Configure both in .env:

LLM_BACKEND=openrouter          # or: ollama

OPENROUTER_API_KEY=sk-or-v1-...
OPENROUTER_LLM_MODEL=mistralai/ministral-14b-2512

OLLAMA_BASE_URL=http://192.168.0.177:11434/v1
OLLAMA_MODEL=ministral-3:14b

Backend comparison

Both backends produced identical scraper configs in testing against the demo sites:

Backend Model Config quality Latency Cost
OpenRouter mistralai/ministral-14b-2512 render_mode: static yes, correct detail-page selectors ~2s per token
Ollama ministral-3:14b render_mode: static yes, correct detail-page selectors ~3s free (self-hosted)

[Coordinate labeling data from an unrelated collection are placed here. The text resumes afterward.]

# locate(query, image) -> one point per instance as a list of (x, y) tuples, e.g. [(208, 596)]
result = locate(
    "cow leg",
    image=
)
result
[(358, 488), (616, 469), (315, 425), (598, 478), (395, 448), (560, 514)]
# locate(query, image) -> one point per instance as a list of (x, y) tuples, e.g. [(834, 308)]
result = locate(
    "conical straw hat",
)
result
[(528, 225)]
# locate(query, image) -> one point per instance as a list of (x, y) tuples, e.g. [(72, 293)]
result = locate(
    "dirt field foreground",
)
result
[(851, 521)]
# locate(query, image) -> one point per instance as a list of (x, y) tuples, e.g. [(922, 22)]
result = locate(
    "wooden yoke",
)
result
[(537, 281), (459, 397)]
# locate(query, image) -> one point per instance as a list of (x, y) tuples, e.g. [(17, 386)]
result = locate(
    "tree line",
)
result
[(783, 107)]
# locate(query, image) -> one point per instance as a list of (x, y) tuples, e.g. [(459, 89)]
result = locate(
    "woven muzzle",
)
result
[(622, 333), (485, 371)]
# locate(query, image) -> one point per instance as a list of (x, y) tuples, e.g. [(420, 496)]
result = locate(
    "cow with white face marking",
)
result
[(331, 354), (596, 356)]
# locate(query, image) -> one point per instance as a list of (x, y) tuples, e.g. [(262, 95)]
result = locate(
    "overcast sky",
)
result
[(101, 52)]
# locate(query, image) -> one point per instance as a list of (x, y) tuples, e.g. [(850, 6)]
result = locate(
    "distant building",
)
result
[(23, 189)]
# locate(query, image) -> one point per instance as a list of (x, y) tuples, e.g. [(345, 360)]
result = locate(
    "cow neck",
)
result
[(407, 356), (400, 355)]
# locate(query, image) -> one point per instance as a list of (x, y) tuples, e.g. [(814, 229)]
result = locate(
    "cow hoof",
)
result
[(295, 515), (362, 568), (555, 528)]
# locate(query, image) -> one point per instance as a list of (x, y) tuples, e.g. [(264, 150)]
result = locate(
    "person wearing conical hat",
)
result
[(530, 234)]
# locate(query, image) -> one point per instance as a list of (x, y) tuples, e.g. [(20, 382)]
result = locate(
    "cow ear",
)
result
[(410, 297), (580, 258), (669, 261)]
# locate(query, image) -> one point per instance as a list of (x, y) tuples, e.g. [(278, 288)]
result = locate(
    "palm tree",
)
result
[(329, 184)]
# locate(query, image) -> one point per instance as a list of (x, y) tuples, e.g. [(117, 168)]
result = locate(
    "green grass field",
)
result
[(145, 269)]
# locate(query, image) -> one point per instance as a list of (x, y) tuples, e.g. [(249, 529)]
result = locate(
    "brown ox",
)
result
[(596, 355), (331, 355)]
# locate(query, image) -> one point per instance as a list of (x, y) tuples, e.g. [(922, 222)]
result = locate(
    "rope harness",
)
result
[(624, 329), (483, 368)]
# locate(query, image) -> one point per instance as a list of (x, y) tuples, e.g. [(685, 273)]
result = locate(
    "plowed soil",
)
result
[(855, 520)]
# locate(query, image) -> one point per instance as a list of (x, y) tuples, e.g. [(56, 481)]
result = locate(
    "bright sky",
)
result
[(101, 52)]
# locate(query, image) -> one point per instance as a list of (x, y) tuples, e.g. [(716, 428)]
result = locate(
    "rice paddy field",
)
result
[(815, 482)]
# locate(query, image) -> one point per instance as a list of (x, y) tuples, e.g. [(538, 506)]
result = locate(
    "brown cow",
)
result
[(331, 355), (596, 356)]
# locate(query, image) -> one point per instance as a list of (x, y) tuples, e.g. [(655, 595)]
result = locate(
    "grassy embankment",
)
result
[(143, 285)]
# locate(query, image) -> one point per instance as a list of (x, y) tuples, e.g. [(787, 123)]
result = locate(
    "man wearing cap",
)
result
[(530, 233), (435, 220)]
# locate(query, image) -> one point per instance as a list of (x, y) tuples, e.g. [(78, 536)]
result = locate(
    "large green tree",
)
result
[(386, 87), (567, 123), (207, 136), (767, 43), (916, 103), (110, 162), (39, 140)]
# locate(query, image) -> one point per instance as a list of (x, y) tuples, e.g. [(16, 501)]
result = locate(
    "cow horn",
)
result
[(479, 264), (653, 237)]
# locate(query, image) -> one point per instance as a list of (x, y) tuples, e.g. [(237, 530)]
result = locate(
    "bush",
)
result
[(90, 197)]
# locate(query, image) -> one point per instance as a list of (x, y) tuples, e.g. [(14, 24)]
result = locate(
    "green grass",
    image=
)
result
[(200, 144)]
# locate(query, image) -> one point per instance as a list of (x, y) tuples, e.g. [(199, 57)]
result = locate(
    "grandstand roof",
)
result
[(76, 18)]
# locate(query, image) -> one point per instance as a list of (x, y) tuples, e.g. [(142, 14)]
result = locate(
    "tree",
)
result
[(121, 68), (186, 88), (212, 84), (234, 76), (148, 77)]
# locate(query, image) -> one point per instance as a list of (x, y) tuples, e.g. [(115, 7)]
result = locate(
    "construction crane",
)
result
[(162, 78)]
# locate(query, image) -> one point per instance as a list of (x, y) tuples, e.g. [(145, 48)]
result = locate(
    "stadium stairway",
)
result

Both returned valid, schema-clean JSON with no rogue keys, correct link_selector, and field selectors targeting the detail page rather than the listing cards. The autonomous scraper (generate config, scrape, LLM validate) completed successfully with both backends, producing 3 records with all critical fields populated.

The choice between backends is operational, not functional: use OpenRouter for zero-maintenance access to the latest models; use Ollama when data privacy, offline capability, or cost at scale are priorities.

Apply This

1. Generate configs, not code. If you are building an AI-assisted scraping pipeline, output JSON configs rather than Python. The security, reviewability, and auditability advantages are significant.

2. Include the repair loop in any production AI pipeline. First-attempt config quality is inconsistent. A repair loop with 2-3 iterations dramatically improves success rates without significant cost.

3. Rate-limit your LLM calls, not just your scraper. Config generation is expensive. Cache generated configs aggressively. Regenerate only when a config starts failing, not on every scrape run.

4. Use structured output APIs when available. Modern LLM APIs support JSON Schema-constrained output, where the model is guaranteed to produce valid JSON matching your schema. This eliminates JSON parsing errors in generated configs.

5. Keep humans in the loop for high-stakes data. For data that feeds business decisions, require human review of AI-generated configs before they go to production. The AI dramatically reduces the work of authoring configs; the human provides the quality gate.